Personal information
- Born: December 30, 1996 (age 29) Long Island, New York, United States
- Education: Harvard College
- Height: 5 ft 3 in (160 cm)
- Weight: 128 lb (58 kg)

Sport
- Handedness: Right-handed
- Turned pro: 2011
- Coached by: Alex Stait
- Retired: Active
- Racquet used: Dunlop

Women's singles
- Highest ranking: 13 (September 2023)
- Current ranking: 15 (8 June 2026)
- Title: 6

Medal record
Women's squash
Representing the United States
World Team Championships
| Silver medal – second place | 2022 Cairo | Team |
Pan American Games
| Gold medal – first place | 2019 Lima | Doubles |
| Gold medal – first place | 2019 Lima | Team |

= Sabrina Sobhy =

American squash player (born 1996)

Sabrina Sobhy (born December 30, 1996) is an American professional squash player who represents the United States.
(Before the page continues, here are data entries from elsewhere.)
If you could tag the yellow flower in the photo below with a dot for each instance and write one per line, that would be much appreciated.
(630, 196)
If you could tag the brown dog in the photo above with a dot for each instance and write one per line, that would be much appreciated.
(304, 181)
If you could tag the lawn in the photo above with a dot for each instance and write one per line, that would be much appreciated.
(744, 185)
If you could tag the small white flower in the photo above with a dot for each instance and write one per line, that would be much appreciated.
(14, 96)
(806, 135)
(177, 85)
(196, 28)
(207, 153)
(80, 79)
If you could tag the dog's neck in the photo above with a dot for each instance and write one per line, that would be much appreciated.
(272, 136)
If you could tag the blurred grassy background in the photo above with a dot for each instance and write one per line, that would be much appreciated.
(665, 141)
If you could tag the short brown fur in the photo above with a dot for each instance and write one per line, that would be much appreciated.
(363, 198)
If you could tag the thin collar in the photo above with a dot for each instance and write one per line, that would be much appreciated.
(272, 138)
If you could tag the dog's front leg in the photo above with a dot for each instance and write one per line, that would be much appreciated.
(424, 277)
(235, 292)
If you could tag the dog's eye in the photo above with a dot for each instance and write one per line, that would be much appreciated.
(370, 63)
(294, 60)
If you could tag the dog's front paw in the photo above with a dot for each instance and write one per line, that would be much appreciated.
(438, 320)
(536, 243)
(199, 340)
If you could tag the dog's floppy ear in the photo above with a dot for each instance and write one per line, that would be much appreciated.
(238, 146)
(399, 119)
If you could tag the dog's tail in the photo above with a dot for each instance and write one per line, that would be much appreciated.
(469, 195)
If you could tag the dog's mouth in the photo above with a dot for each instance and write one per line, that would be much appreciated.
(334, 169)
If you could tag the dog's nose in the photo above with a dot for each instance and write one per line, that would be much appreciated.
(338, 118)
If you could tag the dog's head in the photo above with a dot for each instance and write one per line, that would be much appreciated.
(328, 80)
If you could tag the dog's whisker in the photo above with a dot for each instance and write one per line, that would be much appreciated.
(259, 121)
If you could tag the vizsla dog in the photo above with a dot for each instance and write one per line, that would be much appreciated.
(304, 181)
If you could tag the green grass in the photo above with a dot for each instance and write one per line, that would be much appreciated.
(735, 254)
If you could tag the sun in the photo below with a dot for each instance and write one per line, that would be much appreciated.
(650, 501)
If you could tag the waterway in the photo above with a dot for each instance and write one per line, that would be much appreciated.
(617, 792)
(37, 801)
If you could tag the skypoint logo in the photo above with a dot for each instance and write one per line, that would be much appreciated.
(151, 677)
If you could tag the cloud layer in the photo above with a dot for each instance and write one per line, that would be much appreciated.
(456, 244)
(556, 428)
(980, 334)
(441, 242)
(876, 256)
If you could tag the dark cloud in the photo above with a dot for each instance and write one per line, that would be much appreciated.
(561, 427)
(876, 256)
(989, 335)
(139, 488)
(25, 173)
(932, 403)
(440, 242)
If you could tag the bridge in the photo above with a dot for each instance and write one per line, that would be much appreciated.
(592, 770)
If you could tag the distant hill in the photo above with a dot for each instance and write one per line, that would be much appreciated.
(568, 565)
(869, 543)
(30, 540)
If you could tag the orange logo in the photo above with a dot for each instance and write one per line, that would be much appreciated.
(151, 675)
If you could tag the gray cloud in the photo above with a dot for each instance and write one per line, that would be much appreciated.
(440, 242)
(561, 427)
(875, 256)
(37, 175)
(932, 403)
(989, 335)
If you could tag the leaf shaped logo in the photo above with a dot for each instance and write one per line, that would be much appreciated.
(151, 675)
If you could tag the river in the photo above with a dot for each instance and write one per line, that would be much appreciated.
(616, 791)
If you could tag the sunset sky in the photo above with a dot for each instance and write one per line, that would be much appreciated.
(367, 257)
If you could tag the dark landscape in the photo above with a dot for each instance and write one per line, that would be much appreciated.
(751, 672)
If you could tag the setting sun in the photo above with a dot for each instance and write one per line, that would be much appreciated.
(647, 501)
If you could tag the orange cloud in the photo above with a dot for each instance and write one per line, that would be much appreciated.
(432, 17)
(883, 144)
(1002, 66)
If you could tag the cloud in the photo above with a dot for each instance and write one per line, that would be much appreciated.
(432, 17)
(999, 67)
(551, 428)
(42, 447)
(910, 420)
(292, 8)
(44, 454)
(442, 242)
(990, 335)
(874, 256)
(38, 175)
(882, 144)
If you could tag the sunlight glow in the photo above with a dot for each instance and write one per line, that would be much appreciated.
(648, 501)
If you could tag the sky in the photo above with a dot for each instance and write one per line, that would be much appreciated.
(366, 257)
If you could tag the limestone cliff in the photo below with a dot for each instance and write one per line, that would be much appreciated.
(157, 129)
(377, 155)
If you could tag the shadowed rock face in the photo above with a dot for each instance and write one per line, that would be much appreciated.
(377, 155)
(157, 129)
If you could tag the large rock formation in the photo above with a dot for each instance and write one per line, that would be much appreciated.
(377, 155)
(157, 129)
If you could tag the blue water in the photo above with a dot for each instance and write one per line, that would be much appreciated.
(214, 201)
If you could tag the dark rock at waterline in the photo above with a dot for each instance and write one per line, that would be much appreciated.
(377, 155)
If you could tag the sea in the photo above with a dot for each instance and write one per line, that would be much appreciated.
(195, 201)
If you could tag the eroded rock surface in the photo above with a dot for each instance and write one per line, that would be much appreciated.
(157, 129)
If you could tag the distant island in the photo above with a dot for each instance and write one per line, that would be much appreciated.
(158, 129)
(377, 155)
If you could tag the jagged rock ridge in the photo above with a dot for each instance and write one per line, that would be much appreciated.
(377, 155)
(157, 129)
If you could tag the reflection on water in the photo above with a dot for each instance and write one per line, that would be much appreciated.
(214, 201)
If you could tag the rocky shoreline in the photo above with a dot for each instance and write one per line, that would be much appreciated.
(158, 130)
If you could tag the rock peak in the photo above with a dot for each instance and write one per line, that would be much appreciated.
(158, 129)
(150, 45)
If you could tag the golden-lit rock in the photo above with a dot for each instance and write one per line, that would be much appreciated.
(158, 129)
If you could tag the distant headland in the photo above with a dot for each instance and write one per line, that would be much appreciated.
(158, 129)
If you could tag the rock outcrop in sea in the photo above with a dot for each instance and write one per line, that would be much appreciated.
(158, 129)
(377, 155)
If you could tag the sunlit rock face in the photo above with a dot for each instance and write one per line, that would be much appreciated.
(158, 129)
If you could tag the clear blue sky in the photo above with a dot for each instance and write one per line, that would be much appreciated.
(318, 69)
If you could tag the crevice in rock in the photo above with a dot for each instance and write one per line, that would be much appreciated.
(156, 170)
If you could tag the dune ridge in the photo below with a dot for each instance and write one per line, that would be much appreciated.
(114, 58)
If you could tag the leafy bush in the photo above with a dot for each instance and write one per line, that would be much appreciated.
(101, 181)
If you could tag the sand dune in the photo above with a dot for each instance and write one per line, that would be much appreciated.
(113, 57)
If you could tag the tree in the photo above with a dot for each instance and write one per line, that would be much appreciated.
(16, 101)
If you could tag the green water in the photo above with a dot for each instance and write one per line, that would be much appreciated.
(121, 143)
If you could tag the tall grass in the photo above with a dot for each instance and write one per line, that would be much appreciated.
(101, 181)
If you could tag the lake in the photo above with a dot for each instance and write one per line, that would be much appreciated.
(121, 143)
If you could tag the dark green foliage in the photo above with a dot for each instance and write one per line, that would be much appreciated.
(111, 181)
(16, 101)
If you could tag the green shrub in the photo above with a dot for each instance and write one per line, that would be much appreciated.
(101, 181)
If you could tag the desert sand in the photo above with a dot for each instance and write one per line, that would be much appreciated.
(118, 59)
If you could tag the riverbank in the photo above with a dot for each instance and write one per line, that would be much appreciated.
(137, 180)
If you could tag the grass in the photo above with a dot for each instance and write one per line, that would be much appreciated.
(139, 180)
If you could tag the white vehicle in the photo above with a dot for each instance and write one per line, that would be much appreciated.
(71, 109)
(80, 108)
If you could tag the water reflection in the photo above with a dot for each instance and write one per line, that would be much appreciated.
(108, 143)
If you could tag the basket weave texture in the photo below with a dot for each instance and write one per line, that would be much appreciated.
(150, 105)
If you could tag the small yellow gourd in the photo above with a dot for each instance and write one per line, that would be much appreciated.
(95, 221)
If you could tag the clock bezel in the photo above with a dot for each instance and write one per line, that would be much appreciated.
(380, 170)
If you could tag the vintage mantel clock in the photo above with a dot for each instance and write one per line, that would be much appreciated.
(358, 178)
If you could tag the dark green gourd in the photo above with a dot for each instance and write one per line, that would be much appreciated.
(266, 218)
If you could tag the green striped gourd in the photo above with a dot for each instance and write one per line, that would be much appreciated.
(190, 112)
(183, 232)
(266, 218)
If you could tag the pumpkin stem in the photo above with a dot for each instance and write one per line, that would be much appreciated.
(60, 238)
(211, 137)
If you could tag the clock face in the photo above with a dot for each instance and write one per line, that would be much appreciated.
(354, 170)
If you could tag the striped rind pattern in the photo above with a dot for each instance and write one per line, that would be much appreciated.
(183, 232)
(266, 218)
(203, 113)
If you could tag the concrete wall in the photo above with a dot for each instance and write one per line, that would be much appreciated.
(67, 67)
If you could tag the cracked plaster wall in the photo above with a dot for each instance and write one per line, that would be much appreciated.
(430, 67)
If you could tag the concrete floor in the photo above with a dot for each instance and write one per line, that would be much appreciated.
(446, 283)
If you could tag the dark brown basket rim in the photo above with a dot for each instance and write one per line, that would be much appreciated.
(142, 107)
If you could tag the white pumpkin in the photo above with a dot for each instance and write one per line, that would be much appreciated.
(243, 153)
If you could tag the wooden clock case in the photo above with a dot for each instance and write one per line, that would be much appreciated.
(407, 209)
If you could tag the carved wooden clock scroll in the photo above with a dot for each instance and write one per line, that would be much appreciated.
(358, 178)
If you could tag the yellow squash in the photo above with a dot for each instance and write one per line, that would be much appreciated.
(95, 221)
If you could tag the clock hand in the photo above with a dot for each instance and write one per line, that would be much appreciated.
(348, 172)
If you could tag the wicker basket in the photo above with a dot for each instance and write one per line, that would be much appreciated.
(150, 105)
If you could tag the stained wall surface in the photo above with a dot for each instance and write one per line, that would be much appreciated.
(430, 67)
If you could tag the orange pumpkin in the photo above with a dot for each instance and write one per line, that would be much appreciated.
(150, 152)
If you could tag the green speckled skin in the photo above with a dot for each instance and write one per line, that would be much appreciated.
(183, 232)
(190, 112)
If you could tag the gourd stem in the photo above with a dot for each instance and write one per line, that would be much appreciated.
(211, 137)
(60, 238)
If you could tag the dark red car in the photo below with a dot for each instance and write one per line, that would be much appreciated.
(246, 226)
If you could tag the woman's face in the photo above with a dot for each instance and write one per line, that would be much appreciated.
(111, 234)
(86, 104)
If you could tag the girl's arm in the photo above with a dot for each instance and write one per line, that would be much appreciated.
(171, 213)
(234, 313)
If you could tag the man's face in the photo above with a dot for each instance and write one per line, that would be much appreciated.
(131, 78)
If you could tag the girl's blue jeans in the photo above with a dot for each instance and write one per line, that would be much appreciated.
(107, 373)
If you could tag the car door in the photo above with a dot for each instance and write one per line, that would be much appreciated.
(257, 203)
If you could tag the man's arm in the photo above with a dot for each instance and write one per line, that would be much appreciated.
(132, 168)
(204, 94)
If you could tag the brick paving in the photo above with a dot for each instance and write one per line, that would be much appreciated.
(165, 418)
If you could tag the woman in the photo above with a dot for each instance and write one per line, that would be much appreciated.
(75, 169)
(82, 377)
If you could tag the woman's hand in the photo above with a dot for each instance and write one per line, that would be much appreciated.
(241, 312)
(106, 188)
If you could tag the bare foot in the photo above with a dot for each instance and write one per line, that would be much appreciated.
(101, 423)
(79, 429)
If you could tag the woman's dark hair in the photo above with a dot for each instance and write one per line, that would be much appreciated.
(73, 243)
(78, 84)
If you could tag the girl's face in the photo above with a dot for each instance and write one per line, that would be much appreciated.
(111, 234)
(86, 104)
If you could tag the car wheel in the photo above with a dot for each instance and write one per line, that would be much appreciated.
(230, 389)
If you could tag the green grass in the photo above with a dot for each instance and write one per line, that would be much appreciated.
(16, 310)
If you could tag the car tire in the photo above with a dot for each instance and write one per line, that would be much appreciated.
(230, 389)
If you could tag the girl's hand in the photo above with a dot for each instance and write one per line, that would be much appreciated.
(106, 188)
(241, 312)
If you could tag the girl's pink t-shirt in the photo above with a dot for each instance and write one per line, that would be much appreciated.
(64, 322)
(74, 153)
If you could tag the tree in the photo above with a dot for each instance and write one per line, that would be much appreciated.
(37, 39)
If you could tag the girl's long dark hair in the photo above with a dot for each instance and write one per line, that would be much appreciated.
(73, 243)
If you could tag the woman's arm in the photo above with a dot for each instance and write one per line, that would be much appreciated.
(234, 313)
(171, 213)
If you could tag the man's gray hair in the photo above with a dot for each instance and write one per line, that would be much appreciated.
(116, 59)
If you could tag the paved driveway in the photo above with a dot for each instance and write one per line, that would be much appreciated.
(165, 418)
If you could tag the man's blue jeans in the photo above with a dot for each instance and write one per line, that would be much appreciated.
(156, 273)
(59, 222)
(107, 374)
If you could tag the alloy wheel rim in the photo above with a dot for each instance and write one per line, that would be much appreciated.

She reached a career-high world ranking of World No. 13 in September 2023.

== Biography ==
Sabrina Sobhy was born on Long Island and grew up in Sea Cliff, New York.

Sobhy is class of 2019 at Harvard University, having majored in psychology. She played #1 on the Harvard Crimson women's squash|varsity squash team for all 4 years. She was the co-captain of the team her senior year and led the team to an undefeated season. During her tenure on the Harvard Women's Varsity Squash Team, they won 4 Team National Titles all four years of her college career. Sabrina was also awarded the Ivy League Player of the Year Freshman and Senior years.
In 2014, Sabrina made history as the youngest player to ever win both the U.S. Junior and Senior National Titles in the same year. Over an 8 year span, Sabrina has been selected to compete on both the U.S. Junior and Women's National teams, experiencing international competition and helping the US Woman's National Team achieve their highest ranking to date.
In July 2019 Sabrina became a two-time gold medalist at the Pan American Games, in Lima, Peru, in both the team and the doubles events. Sabrina was teamed up in the doubles with her sister, Amanda Sobhy, a top U.S. women's squash player who also went to Harvard and is currently ranked 4 in the world as of April 2022. They have been referred to as "The Williams Sisters of Squash."

In 2022, she was part of the United States team that reached the final of the 2022 Women's World Team Squash Championships. It was the first time that the United States had reached the final.

As the 12th seed, she reached the third round at the 2024 PSA Women's World Squash Championship, losing out to eventual winner Nouran Gohar.

In November 2025, she won her 6th PSA title after securing victory in the St. James Open during the 2025–26 PSA Squash Tour.